La situation a-t-elle changé aujourd’hui ?
Non. Après la mort de Khomeini en 1989, le régime fasciste religieux a survécu.
Khamenei a continué de diriger le pays en réprimant et en exécutant ses opposants politiques.
Malgré l’arrivée d’un président soi-disant « modéré », la répression continue et s’intensifie. Depuis l'entrée en fonction de Pezashkian fin juin 2024, au moins 300 exécutions ont eu lieu. Mais le peuple iranien continue à se battre... En 2022 le monde entier a admiré les femmes iraniennes qui veulent changer le régime. Elles savent très bien qu’elles n’obtiendront la liberté vestimentaire, l’égalité, et des droits qu’avec la chute de ce régime. Elles ont donc directement scandé « A bas le dictateur » et « A bas Khamenei ». Le désir des Iraniennes est de renverser ce régime misogyne dans sa totalité.
La communauté internationale a-t-elle un rôle à jouer ?
Le soulèvement des femmes a fait hésiter les pays occidentaux dans la politique d’apaisement avec l’Iran. Il faut montrer de la fermeté face au terrorisme d’État des mollahs. La communauté internationale doit conditionner ses relations avec l’Iran à l’arrêt immédiat des exécutions et des tortures et à l’inscription des Gardiens de la
Révolution sur la liste des organisations terroristes. Cela protégerait le peuple iranien mais aussi la région tout entière, de l’influence néfaste de ce régime.
Peut-on dire que vous aussi, vous vous battez toujours aujourd’hui ?
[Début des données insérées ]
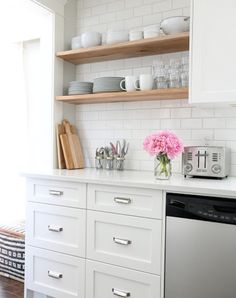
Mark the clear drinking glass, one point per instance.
(120, 162)
(175, 79)
(99, 161)
(109, 163)
(184, 79)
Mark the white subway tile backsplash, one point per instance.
(98, 124)
(116, 5)
(180, 3)
(181, 113)
(161, 6)
(202, 113)
(231, 123)
(170, 124)
(214, 123)
(202, 134)
(225, 134)
(142, 10)
(191, 123)
(152, 19)
(133, 3)
(99, 9)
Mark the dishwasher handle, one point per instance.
(225, 209)
(177, 204)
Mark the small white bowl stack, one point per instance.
(76, 88)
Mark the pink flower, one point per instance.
(164, 142)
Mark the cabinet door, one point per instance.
(126, 241)
(107, 281)
(56, 228)
(213, 48)
(54, 274)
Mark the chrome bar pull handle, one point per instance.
(55, 275)
(122, 241)
(53, 228)
(57, 193)
(120, 200)
(120, 293)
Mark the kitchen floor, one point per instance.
(10, 288)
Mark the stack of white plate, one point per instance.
(117, 36)
(107, 84)
(76, 87)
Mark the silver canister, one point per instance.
(109, 163)
(120, 161)
(99, 162)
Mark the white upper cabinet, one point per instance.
(213, 52)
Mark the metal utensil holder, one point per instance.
(109, 163)
(99, 162)
(120, 162)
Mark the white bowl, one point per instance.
(91, 39)
(117, 36)
(151, 34)
(76, 43)
(174, 25)
(155, 27)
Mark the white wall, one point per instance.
(100, 123)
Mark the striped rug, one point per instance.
(12, 251)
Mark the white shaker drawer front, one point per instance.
(69, 194)
(55, 274)
(56, 228)
(125, 200)
(131, 242)
(107, 281)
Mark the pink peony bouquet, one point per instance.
(165, 145)
(164, 142)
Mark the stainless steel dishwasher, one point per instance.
(200, 247)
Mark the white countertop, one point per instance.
(177, 183)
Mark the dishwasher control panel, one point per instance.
(201, 208)
(209, 212)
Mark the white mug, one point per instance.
(146, 82)
(128, 83)
(135, 35)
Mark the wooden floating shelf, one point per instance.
(177, 93)
(143, 47)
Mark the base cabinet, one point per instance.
(79, 245)
(107, 281)
(55, 274)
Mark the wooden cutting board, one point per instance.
(66, 152)
(60, 156)
(78, 148)
(71, 142)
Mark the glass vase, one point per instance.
(162, 167)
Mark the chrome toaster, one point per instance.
(206, 161)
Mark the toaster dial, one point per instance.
(188, 167)
(216, 169)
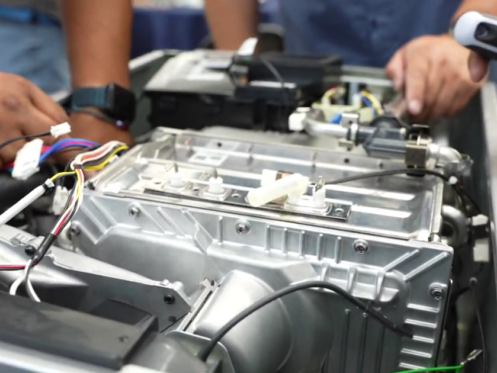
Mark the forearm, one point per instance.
(482, 6)
(98, 34)
(231, 22)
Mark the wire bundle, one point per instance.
(91, 160)
(59, 146)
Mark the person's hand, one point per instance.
(478, 67)
(433, 73)
(24, 110)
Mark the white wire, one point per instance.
(29, 287)
(20, 279)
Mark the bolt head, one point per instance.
(169, 299)
(361, 247)
(437, 293)
(134, 211)
(242, 227)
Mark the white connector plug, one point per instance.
(27, 160)
(60, 129)
(60, 199)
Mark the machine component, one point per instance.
(377, 241)
(384, 139)
(209, 88)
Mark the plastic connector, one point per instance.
(60, 199)
(60, 129)
(293, 186)
(27, 160)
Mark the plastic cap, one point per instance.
(60, 129)
(296, 121)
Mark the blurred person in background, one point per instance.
(409, 38)
(33, 60)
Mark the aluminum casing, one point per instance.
(378, 240)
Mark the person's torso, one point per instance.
(363, 32)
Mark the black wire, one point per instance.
(207, 349)
(272, 69)
(473, 282)
(410, 171)
(24, 137)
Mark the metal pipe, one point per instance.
(457, 223)
(443, 155)
(316, 128)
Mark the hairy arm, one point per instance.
(98, 37)
(482, 6)
(231, 22)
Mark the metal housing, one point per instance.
(378, 239)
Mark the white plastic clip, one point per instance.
(27, 160)
(60, 129)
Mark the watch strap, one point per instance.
(90, 96)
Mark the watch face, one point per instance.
(121, 103)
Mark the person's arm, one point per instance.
(231, 22)
(98, 37)
(481, 6)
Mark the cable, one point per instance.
(207, 349)
(279, 78)
(409, 171)
(455, 368)
(473, 282)
(24, 137)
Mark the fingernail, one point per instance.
(414, 107)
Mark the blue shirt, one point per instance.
(363, 32)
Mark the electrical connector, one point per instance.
(60, 199)
(27, 160)
(60, 129)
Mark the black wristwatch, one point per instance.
(115, 102)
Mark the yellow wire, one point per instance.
(373, 101)
(61, 174)
(106, 160)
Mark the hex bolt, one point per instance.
(242, 227)
(134, 211)
(169, 299)
(361, 247)
(437, 292)
(73, 232)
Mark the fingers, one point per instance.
(46, 105)
(395, 69)
(36, 122)
(416, 79)
(478, 67)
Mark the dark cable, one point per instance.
(473, 282)
(207, 349)
(272, 69)
(24, 137)
(410, 171)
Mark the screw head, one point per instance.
(134, 211)
(72, 232)
(437, 293)
(30, 250)
(169, 299)
(361, 247)
(242, 227)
Je me bats pour le renversement du régime et un Iran libre et démocratique depuis des années. Je veux que tous les criminels qui ont tué des milliers de jeunes iraniens, dont mon frère, soient jugés et punis. Je suis membre du Conseil National de la Résistance Iranienne, qui rejette toute forme de dictature avec des propositions concrètes pour toutes les questions fondamentales de l’Iran : des élections libres, l’égalité des sexes et des ethnies,
l’abolition de la peine de mort, la séparation de la religion et de l’État, ainsi que la fin du programme nucléaire iranien. Malgré la répression brutale, la volonté des Iraniens reste intacte. Le régime tombera, ce n’est qu’une question de temps.